Méditation pour ce mercredi 2-12-2020

Textes : Is25, 6-10a ;                      Ps22 ;                   Mt15, 29-37

Dans ce passage de l’évangile de Saint-Mathieu, la scène est grandiose. Même si elle n’égale pas celle qui est évoquée dans la première lecture du livre du prophète Isaïe, elle en est déjà une préfiguration.

Ce chapitre 15 de Saint-Matthieu nous montre Jésus qui est recherché par des groupes, des personnes et des foules de tout bord. Certains, comme les pharisiens et les scribes sont en contradiction avec sa Parole, d’autres viennent l’écouter et se faire guérir.  C’est dans ce contexte que de grandes foules viennent à lui aux bords du lac de Galilée. Il gravit la montagne et s’assied pour que sa parole puisse porter loin, pour que tout le monde puisse le voir.

La foule qui vient vers lui est composée de malades et d’infirmes de toutes sortes qui désirent la guérison. Il y a également des gens bien portants qui ont amené des personnes qui auraient été incapables de venir toutes seules. Jésus accède à toutes les demandes. Les malades sont guéris, les muets parlent, les boiteux marchent et les aveugles voient.

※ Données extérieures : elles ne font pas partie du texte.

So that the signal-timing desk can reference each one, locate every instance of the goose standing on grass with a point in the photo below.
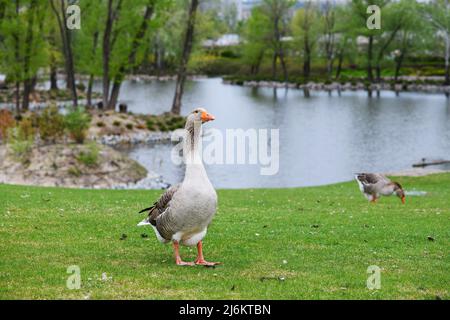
(184, 211)
(373, 185)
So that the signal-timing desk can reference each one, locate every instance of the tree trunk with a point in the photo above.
(339, 66)
(106, 51)
(307, 62)
(17, 93)
(89, 90)
(125, 67)
(67, 49)
(53, 77)
(447, 58)
(187, 48)
(27, 84)
(274, 65)
(91, 76)
(17, 54)
(398, 65)
(369, 59)
(53, 62)
(378, 72)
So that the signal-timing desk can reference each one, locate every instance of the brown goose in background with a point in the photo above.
(184, 211)
(374, 185)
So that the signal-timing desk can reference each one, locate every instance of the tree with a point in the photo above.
(329, 33)
(24, 48)
(112, 16)
(359, 20)
(257, 36)
(125, 65)
(277, 11)
(412, 35)
(187, 48)
(438, 13)
(306, 29)
(60, 14)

Après trois jours que cette foule suit Jésus, il entrevoit, que non seulement ces gens avaient besoin de l’écouter et de se faire guérir mais, qu’il y a un autre besoin qui a surgit entre-temps : ils ont faim.  Jésus a pitié. Ayant demandé à ses disciples ce qu’ils ont comme nourriture, il va se servir du peu qu’ils ont : sept pains et quelques petits poissons pour nourrir tout le monde. Il prend les pains et les poissons, rend grâce, les rompt, les passe à ses disciples qui les donnent aux foules. Tout le monde mange à sa faim et il reste sept corbeilles remplies.

Dans l’attente du festin messianique, il appartient à l’Eglise d’agir comme son maître, c’est-à-dire, être le lieu où sa Parole est proclamée, être le lieu où tous ceux qui souffrent de quelque mal que ce soit peuvent trouver un réconfort. Jésus n’est plus présent physiquement, mais il a promis à ses disciples qu’il sera avec eux, tous les jours, jusqu’à la fin des temps. Il a promis que là ou deux seront réunis en son nom, il sera présent. Il nous a encouragés à prier, à chercher, à frapper à la porte.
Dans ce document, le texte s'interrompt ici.